States face $1.26 trillion in retiree benefit shortfalls
Pew report suggests the funding gap is climbing year-to-year.
State funds that pay pension and health care benefits to public workers faced a $1.26 trillion shortfall at the end of the 2009 fiscal year, according to a Tuesday report from the Pew Center on the States. The funding gap increased 26 percent over the previous year, a surge caused by a combination of inadequate state contributions, an aging population and recession-driven market losses.
States faced a $660 billion pension funding gap and a $604 billion health-care liability gap in FY2009, according to the report, which drew from state financial reports. The gap reflects the failure of a number of state policy choices, including a failure to make annual payments for pensions systems at the levels recommended by their own actuaries and the expansion of benefits and cost-of-living payments at an unsustainable level.
Perhaps most troubling is the fact that states' larger fiscal prospects are dim for the near future; declining property values have shrunken revenues, and the recession has driven up the need for benefits among the poor and unemployed.
"States' ability to meet their annual payments may not improve anytime soon; most government finance experts expect state tax revenues to continue recovering slowly in the years ahead," the Pew report notes, later warning that "a state's failure to pay the annual bill for retirement benefits can mean it will have to pay more in the future."
The report found that states had only saved about $31 billion, or 5 percent, for retiree health care benefits. State pensions plans were 78 percent funded, down from 84 percent the year before. A piddling five states made full contributions for retiree health benefits in 2009, and just 22 paid their annual pension bill.

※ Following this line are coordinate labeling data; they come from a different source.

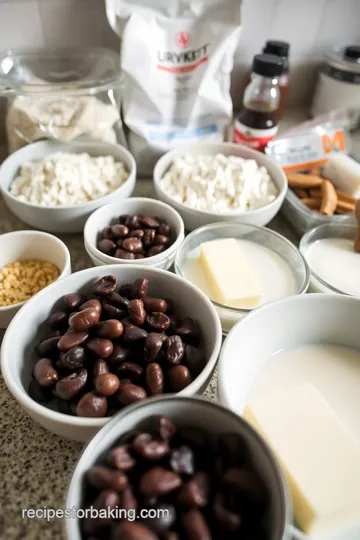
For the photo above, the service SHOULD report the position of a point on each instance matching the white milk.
(335, 262)
(274, 275)
(334, 370)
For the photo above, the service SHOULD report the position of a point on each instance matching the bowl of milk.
(334, 264)
(291, 368)
(240, 267)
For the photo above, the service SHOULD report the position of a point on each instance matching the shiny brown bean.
(68, 387)
(45, 373)
(149, 238)
(154, 377)
(175, 349)
(158, 481)
(119, 231)
(158, 321)
(130, 393)
(107, 384)
(148, 448)
(129, 370)
(179, 378)
(137, 312)
(107, 246)
(84, 319)
(92, 405)
(110, 329)
(101, 477)
(74, 358)
(58, 319)
(139, 288)
(133, 245)
(73, 301)
(105, 286)
(93, 303)
(48, 347)
(99, 347)
(155, 250)
(153, 345)
(123, 254)
(72, 339)
(154, 304)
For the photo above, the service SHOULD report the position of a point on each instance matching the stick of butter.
(230, 276)
(319, 455)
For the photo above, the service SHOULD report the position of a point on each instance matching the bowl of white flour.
(55, 186)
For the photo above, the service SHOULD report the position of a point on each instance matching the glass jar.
(61, 94)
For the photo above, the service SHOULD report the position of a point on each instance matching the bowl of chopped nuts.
(29, 261)
(55, 186)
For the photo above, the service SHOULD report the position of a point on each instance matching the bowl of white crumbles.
(55, 186)
(208, 183)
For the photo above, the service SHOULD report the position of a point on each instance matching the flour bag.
(176, 57)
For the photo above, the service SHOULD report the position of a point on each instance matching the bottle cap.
(353, 52)
(280, 48)
(268, 65)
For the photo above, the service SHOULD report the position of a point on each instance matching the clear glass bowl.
(302, 219)
(260, 235)
(317, 284)
(61, 94)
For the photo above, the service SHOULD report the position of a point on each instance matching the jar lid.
(280, 48)
(345, 58)
(268, 65)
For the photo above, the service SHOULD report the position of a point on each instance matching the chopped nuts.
(20, 280)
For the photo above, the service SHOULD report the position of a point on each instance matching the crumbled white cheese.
(67, 179)
(218, 183)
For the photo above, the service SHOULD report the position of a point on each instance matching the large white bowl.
(109, 214)
(26, 329)
(25, 245)
(197, 218)
(184, 412)
(62, 219)
(285, 324)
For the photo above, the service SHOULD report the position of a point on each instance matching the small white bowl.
(62, 219)
(25, 330)
(285, 324)
(108, 215)
(186, 412)
(197, 218)
(25, 245)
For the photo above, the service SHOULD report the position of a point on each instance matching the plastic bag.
(176, 58)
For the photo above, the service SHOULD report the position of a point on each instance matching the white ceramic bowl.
(24, 245)
(285, 324)
(25, 330)
(62, 219)
(109, 214)
(197, 218)
(185, 412)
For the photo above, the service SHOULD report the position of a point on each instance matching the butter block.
(230, 276)
(319, 455)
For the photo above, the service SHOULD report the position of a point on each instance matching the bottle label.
(256, 139)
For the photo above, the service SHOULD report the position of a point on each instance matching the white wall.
(311, 26)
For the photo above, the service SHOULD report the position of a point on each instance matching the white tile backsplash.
(311, 26)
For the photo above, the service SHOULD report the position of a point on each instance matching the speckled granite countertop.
(35, 465)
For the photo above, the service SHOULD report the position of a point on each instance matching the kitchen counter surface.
(35, 465)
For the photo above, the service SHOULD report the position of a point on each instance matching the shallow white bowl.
(184, 412)
(197, 218)
(26, 329)
(24, 245)
(109, 214)
(285, 324)
(62, 219)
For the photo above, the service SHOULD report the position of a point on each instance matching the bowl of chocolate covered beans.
(137, 230)
(172, 468)
(97, 341)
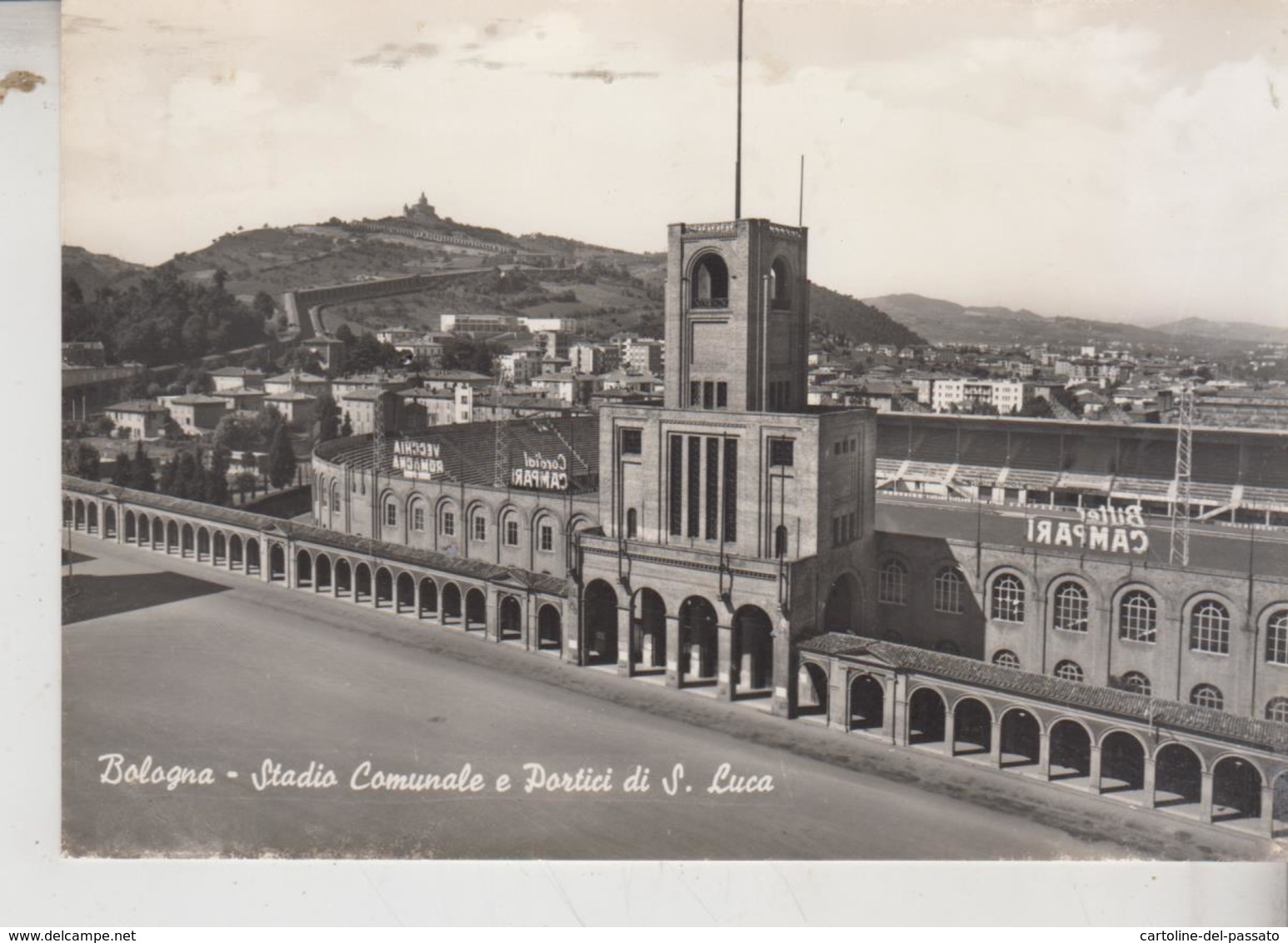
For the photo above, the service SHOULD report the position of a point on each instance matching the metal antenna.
(1180, 548)
(737, 170)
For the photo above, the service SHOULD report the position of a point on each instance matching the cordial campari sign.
(1113, 530)
(417, 459)
(540, 472)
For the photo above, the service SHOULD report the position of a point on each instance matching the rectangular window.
(712, 487)
(695, 482)
(675, 496)
(731, 488)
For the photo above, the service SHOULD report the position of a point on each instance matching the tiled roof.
(396, 553)
(1264, 733)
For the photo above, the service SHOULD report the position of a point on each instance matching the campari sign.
(1111, 530)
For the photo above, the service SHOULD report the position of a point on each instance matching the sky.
(1109, 158)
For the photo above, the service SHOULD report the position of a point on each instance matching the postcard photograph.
(726, 431)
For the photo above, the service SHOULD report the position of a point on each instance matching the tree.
(329, 417)
(281, 459)
(141, 471)
(80, 459)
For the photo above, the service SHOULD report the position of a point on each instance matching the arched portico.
(1021, 738)
(648, 630)
(698, 641)
(752, 670)
(405, 593)
(601, 622)
(867, 704)
(973, 728)
(549, 627)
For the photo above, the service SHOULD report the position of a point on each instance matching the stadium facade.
(1001, 591)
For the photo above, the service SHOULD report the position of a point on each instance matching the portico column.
(625, 641)
(1206, 798)
(1095, 770)
(1151, 778)
(726, 669)
(672, 651)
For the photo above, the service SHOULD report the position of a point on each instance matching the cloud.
(394, 56)
(604, 75)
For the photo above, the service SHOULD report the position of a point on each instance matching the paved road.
(202, 669)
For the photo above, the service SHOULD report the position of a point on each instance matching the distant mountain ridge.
(948, 322)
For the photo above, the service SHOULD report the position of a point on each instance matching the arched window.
(1207, 696)
(893, 584)
(1068, 670)
(781, 285)
(1137, 617)
(1276, 709)
(1006, 659)
(951, 591)
(1071, 607)
(1136, 683)
(1210, 627)
(1276, 638)
(1007, 603)
(710, 282)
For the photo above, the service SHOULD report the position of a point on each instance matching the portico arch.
(384, 587)
(1236, 789)
(927, 716)
(451, 603)
(428, 598)
(1122, 763)
(1179, 777)
(1021, 738)
(303, 568)
(322, 572)
(405, 596)
(973, 726)
(510, 619)
(476, 611)
(752, 670)
(1071, 750)
(698, 641)
(601, 621)
(549, 627)
(648, 629)
(867, 704)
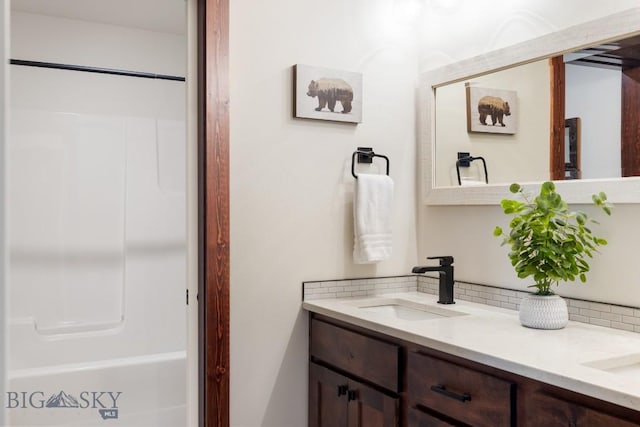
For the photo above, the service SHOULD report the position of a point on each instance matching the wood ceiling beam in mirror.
(600, 32)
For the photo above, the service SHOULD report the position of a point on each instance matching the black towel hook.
(365, 155)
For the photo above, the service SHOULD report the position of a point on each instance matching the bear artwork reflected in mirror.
(498, 105)
(330, 91)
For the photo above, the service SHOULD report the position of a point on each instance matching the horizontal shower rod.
(95, 70)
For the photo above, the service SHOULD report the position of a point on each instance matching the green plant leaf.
(548, 241)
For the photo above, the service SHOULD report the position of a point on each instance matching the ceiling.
(153, 15)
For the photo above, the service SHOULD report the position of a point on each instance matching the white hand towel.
(372, 203)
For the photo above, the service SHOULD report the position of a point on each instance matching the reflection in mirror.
(548, 85)
(523, 155)
(572, 148)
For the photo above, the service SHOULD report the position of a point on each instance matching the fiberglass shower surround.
(97, 245)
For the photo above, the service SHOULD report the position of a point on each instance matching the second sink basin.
(399, 308)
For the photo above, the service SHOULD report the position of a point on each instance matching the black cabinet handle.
(342, 390)
(438, 388)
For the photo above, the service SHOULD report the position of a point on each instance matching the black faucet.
(445, 269)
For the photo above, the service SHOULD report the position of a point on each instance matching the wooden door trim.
(213, 211)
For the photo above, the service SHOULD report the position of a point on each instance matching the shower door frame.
(213, 212)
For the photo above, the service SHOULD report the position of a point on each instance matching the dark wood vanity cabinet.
(336, 400)
(461, 394)
(358, 377)
(353, 379)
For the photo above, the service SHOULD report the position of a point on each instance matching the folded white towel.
(372, 202)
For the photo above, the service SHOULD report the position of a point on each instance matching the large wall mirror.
(565, 106)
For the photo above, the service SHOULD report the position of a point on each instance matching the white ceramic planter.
(543, 312)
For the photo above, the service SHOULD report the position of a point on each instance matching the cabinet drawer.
(365, 357)
(417, 418)
(460, 393)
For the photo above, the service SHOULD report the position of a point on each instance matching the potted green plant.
(549, 243)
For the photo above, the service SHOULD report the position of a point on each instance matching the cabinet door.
(371, 408)
(327, 397)
(547, 411)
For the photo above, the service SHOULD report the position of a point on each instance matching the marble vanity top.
(600, 362)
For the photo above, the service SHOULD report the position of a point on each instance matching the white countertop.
(493, 336)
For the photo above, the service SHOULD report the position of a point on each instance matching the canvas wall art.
(491, 110)
(326, 94)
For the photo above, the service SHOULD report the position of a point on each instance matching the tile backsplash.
(596, 313)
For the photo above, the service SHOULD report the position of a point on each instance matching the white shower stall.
(96, 316)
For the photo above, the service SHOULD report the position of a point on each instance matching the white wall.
(595, 96)
(465, 232)
(291, 187)
(4, 92)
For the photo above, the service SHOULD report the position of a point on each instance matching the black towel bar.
(365, 157)
(470, 159)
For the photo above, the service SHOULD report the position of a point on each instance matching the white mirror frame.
(619, 190)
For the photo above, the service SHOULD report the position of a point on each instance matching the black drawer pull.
(443, 391)
(342, 390)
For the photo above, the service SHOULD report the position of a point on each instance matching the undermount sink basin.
(628, 365)
(406, 310)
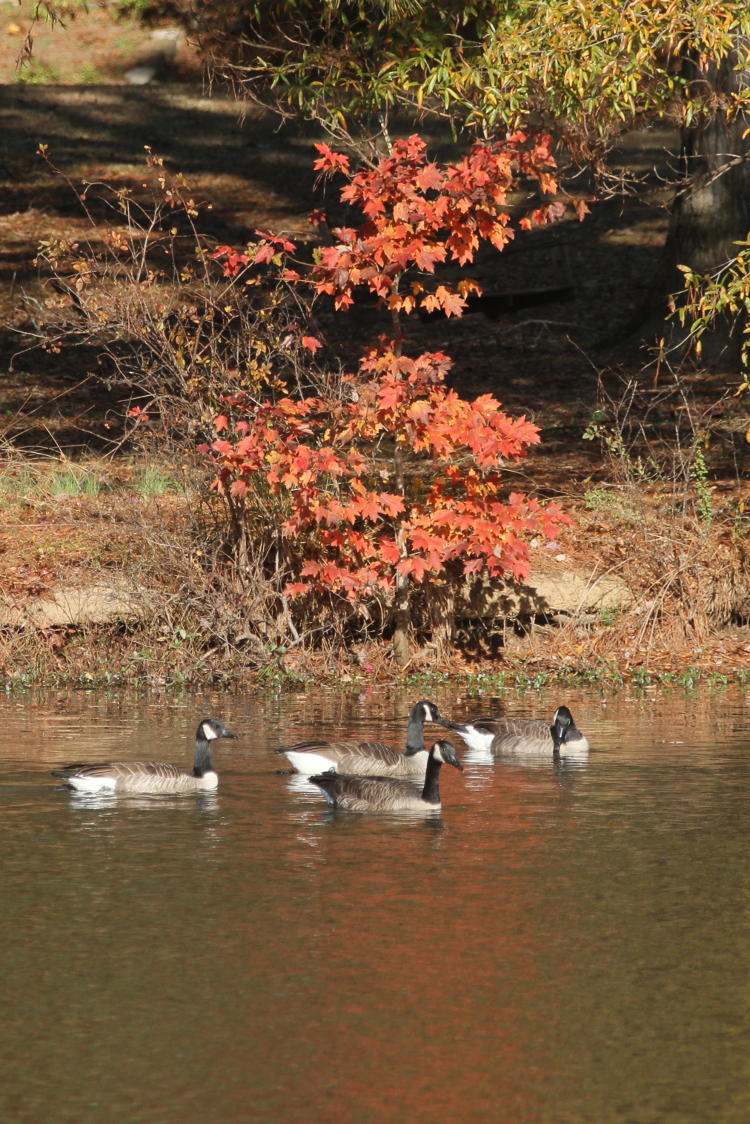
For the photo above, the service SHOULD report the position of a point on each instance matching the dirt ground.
(560, 361)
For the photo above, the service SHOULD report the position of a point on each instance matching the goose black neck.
(204, 763)
(415, 732)
(431, 791)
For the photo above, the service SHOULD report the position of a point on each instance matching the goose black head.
(562, 724)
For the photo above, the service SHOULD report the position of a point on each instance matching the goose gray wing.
(364, 794)
(522, 734)
(337, 752)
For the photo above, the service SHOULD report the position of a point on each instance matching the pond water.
(560, 944)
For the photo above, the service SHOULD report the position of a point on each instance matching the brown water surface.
(561, 944)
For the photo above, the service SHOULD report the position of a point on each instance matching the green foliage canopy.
(586, 69)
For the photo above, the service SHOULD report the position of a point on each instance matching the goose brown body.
(526, 736)
(389, 794)
(362, 759)
(154, 777)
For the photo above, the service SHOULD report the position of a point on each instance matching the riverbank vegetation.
(353, 446)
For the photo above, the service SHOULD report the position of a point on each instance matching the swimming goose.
(362, 759)
(527, 736)
(389, 794)
(150, 776)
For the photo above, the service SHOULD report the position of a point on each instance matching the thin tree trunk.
(712, 212)
(401, 606)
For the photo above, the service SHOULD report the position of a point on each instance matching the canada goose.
(150, 776)
(362, 759)
(389, 794)
(527, 736)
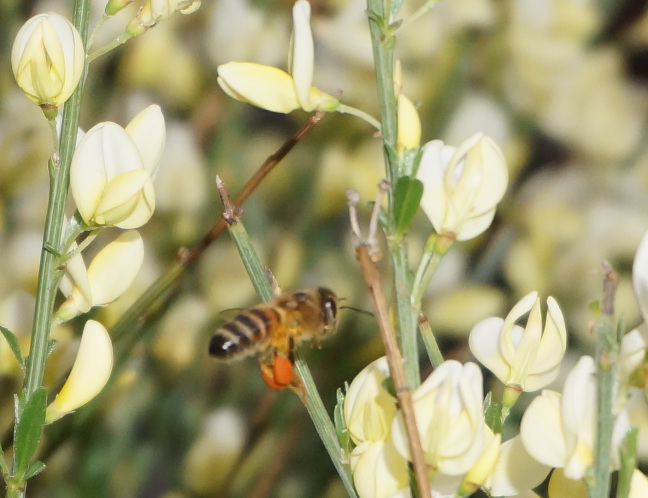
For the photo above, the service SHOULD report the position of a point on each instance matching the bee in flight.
(273, 330)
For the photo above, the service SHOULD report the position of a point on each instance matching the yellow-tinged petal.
(121, 197)
(561, 486)
(526, 358)
(262, 86)
(368, 408)
(409, 124)
(105, 151)
(148, 131)
(447, 406)
(89, 374)
(47, 59)
(541, 430)
(516, 471)
(462, 185)
(640, 276)
(300, 64)
(115, 267)
(379, 471)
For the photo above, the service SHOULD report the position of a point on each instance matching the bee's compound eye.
(221, 347)
(329, 302)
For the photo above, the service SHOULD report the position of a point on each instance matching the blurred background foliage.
(559, 84)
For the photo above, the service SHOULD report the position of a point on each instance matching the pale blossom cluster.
(557, 430)
(111, 182)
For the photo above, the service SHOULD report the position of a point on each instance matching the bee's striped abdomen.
(243, 334)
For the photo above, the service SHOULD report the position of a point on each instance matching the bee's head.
(328, 303)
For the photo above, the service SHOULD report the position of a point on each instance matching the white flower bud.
(47, 59)
(463, 185)
(89, 374)
(528, 358)
(113, 168)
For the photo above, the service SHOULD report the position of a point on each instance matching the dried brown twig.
(367, 255)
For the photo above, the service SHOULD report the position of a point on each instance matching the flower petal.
(262, 86)
(103, 153)
(148, 131)
(301, 61)
(89, 374)
(115, 267)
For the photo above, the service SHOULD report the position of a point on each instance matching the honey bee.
(273, 331)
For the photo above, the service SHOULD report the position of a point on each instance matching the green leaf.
(12, 340)
(340, 425)
(407, 198)
(28, 431)
(493, 414)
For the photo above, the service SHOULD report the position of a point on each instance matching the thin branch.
(366, 255)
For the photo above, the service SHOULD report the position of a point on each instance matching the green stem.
(48, 276)
(313, 401)
(352, 111)
(407, 316)
(123, 38)
(607, 352)
(383, 41)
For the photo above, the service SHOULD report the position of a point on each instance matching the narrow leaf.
(28, 431)
(493, 414)
(407, 198)
(12, 340)
(340, 425)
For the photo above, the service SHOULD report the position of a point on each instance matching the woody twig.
(368, 254)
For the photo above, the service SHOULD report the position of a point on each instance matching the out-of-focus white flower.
(462, 185)
(273, 89)
(524, 359)
(379, 471)
(448, 410)
(480, 473)
(559, 430)
(110, 274)
(515, 472)
(47, 59)
(112, 171)
(369, 410)
(89, 374)
(214, 452)
(154, 11)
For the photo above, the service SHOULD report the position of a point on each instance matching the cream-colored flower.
(559, 430)
(379, 471)
(154, 11)
(272, 88)
(409, 124)
(110, 274)
(112, 172)
(448, 410)
(89, 374)
(633, 363)
(47, 59)
(524, 359)
(515, 472)
(369, 410)
(462, 185)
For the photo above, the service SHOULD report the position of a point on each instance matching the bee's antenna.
(359, 310)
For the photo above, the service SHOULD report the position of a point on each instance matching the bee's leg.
(277, 370)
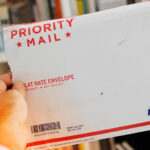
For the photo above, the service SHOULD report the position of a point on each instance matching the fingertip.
(7, 78)
(3, 86)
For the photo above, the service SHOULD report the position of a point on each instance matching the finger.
(3, 148)
(7, 78)
(3, 86)
(20, 87)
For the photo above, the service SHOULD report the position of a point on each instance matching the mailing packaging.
(87, 77)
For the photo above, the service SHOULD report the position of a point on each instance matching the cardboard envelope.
(87, 77)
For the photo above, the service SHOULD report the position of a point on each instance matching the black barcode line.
(45, 127)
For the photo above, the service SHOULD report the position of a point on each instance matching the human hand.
(13, 112)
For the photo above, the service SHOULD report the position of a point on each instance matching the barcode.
(45, 127)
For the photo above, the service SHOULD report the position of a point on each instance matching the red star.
(68, 34)
(19, 44)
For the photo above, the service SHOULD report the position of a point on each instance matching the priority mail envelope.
(87, 77)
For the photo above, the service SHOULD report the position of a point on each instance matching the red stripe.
(88, 134)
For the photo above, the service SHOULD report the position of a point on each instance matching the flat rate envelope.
(87, 77)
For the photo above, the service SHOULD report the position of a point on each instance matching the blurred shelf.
(2, 57)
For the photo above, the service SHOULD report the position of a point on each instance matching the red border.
(88, 134)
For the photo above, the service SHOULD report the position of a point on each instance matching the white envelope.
(87, 77)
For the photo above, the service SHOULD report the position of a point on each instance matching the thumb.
(3, 148)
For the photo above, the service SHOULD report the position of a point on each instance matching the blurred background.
(24, 11)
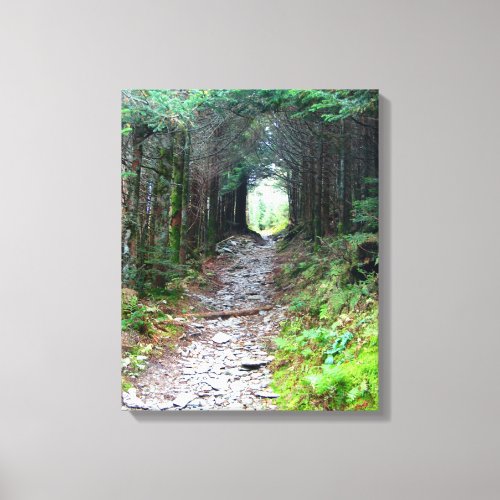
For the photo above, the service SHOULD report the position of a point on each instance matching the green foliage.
(365, 212)
(134, 315)
(136, 360)
(327, 352)
(268, 208)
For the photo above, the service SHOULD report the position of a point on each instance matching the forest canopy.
(190, 157)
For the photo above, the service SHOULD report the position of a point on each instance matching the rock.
(221, 338)
(165, 406)
(253, 364)
(266, 394)
(183, 400)
(131, 400)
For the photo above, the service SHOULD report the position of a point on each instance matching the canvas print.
(249, 250)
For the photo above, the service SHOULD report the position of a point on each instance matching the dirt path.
(224, 364)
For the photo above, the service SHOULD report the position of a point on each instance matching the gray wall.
(62, 433)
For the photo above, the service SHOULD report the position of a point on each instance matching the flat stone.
(253, 363)
(165, 406)
(221, 338)
(266, 394)
(183, 399)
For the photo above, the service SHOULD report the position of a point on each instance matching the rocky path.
(223, 366)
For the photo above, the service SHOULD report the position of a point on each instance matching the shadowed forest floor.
(222, 363)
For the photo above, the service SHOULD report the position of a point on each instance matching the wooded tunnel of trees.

To calculate the funding gap, Pew used states' assumptions for what their pension funds would earn in annual investment returns - typically 8 percent. That's a return states have met in recent decades, but if states were to calculate investment returns the same way private firms are required to for their pensions, the gap would grow to $1.8 trillion, according to the report. If they were to peg returns to 30-year Treasury bonds, it would go up to $2.4 trillion.